As always, the salted caramel one was my favorite. The orange macaron had a good balance of citric flavor and sweetness. And while I’m not a huge fan of peppermint, the flavor was subdued enough to not have the macaron taste like a breath mint. A good effort, and kudos to their pastry chef.
It was also my first time to try Nespresso capsules. For a P75 cup of coffee, it was excellent. I had the Fortissio Lungo, which had an intensity rating of “7”. Bold and flavorful, and whisper of acidity. It made me almost consider investing in a machine at home. Unfortunately, with the amount of coffee I drink, and in my line of work, I’m forced to go with quantity over quality.
The last meal in Davao was a Korean dinner from Manna, which was a short walk from the hotel. As we had to catch our flight out, we figured it was best not to go back into the center of the city. At a very reasonable Php 700, Sigol Bapsang, a set meal for two consisting of a gauntlet of dishes. First up was a set of six banchan (assorted appetizers, including dilis, kimchi, marinated peanuts, sweet potato, omelet and fermented spicy cucumber). The mains then poured in one by one: jap chae (sweet potato noodles), haemul pajeon (seafood and green onion pancake), jeyuk bokkeum (stir fried pork in chili sauce), kimchi jjigae (fermented cabbage and tofu stew), gyeran jjim (steamed egg casserole), as well as a breaded white fish fillet (thankfully not dory) and a tofu and mushroom soup/stew which Korean names escaped me. And of course, steamed white rices served in the usual covered metal bowls. Despite the volume, the food was quite light on the belly, and yes, it’s more than enough to satisfy two hungry people without much excess. Some friends followed and ordered dokbukki, samgyupsal and kimbap, which I had a taste of. All of the food was pretty good, and priced around the same as most Manila Korean restaurants. The crowd was mostly Korean, which meant that in Davao City, you would be hard-pressed to find authenticity and quality of the same level elsewhere. There’s a Manna Garden in Manila, which I haven’t tried. I don’t think it’s owned the same group, though.

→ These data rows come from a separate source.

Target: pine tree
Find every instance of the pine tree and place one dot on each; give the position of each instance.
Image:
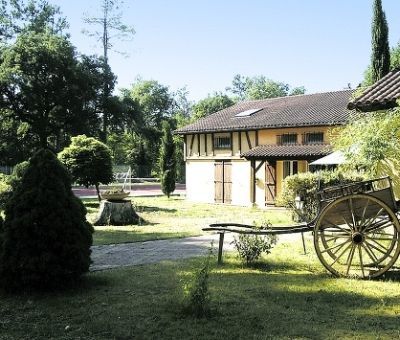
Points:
(167, 161)
(45, 240)
(380, 59)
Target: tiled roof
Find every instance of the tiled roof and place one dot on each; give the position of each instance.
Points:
(293, 111)
(381, 95)
(296, 151)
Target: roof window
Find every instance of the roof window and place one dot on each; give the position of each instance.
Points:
(247, 113)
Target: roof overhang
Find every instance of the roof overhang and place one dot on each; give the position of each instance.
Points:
(287, 152)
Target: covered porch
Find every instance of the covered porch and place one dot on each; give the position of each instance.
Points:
(270, 164)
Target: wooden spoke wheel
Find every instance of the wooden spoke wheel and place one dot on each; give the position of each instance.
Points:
(357, 236)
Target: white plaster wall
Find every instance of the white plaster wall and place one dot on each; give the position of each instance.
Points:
(200, 181)
(241, 183)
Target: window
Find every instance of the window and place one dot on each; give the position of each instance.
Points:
(287, 139)
(222, 142)
(289, 168)
(247, 113)
(313, 138)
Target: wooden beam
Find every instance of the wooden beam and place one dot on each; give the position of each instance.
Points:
(253, 181)
(191, 145)
(231, 136)
(248, 140)
(259, 166)
(184, 147)
(240, 141)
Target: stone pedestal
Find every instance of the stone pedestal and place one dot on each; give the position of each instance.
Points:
(116, 213)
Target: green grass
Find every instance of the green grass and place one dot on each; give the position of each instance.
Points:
(163, 218)
(286, 296)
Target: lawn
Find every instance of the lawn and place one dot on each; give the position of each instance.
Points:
(286, 296)
(163, 218)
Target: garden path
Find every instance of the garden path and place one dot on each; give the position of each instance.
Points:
(138, 253)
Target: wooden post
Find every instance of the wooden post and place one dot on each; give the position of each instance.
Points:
(253, 182)
(220, 246)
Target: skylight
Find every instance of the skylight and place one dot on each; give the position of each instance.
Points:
(247, 113)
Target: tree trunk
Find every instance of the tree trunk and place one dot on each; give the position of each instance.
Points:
(116, 213)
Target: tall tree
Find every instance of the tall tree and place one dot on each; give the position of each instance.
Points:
(380, 58)
(42, 83)
(17, 16)
(211, 104)
(167, 161)
(112, 28)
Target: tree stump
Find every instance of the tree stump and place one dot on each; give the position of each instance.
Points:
(116, 213)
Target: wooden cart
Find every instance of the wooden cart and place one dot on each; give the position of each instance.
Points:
(356, 231)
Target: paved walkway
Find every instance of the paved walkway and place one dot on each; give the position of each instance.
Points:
(137, 253)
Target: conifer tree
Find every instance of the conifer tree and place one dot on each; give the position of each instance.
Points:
(167, 161)
(45, 240)
(380, 59)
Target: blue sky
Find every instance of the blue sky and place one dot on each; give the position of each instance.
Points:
(320, 44)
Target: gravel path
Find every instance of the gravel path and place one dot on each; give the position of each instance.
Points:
(137, 253)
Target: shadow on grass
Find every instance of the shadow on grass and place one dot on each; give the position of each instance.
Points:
(102, 237)
(142, 208)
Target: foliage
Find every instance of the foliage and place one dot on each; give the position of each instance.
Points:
(45, 241)
(380, 58)
(210, 105)
(33, 15)
(198, 294)
(306, 185)
(394, 63)
(43, 84)
(260, 87)
(167, 161)
(250, 247)
(89, 162)
(371, 142)
(5, 191)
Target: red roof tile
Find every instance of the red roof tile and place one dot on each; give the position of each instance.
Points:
(320, 109)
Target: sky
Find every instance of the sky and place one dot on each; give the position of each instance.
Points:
(323, 45)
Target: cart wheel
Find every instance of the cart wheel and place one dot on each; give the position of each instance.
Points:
(357, 236)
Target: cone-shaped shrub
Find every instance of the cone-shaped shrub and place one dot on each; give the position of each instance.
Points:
(45, 240)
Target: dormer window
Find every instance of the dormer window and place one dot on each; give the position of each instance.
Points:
(313, 138)
(222, 141)
(287, 139)
(247, 113)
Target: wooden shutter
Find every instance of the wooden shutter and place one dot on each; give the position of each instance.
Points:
(227, 182)
(270, 183)
(219, 182)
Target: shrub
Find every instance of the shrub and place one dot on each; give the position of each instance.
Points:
(306, 186)
(45, 241)
(198, 303)
(89, 162)
(250, 247)
(8, 183)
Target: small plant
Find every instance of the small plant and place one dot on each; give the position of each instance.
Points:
(250, 247)
(198, 295)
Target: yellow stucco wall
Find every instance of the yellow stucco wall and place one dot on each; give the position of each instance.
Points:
(200, 163)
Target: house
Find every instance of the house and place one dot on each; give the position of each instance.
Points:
(240, 155)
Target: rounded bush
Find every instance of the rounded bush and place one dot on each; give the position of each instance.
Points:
(45, 240)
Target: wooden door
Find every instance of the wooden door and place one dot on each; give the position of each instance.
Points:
(270, 183)
(227, 182)
(223, 182)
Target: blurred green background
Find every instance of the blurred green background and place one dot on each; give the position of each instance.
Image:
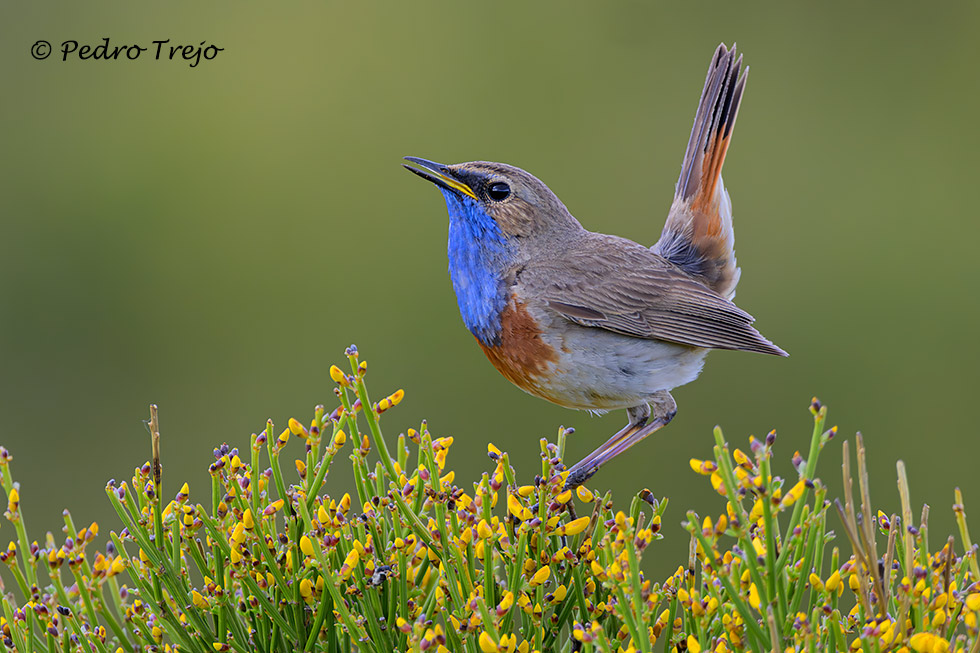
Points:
(210, 239)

Surprisingly, the Korean meal was the least capsaicin-fueled of my trip. I discovered the Davaoeno breed of bird’s eye chili, which is shorter and rounder than the labuyo one would find in Manila. These are probably much closer to their Thai cousins than what we are familiar with up north. Needless to say, these tiny devils were immensely hot – at least twice that of the labuyo I’m used to and could chop up and eat fresh without much discomfort. The Davao chilis, however, left a lasting heat on the tongue that made me glad I was thousands of kilometers away from the nearest IPA. I wish I could get my hands on those chilis here in Manila, though.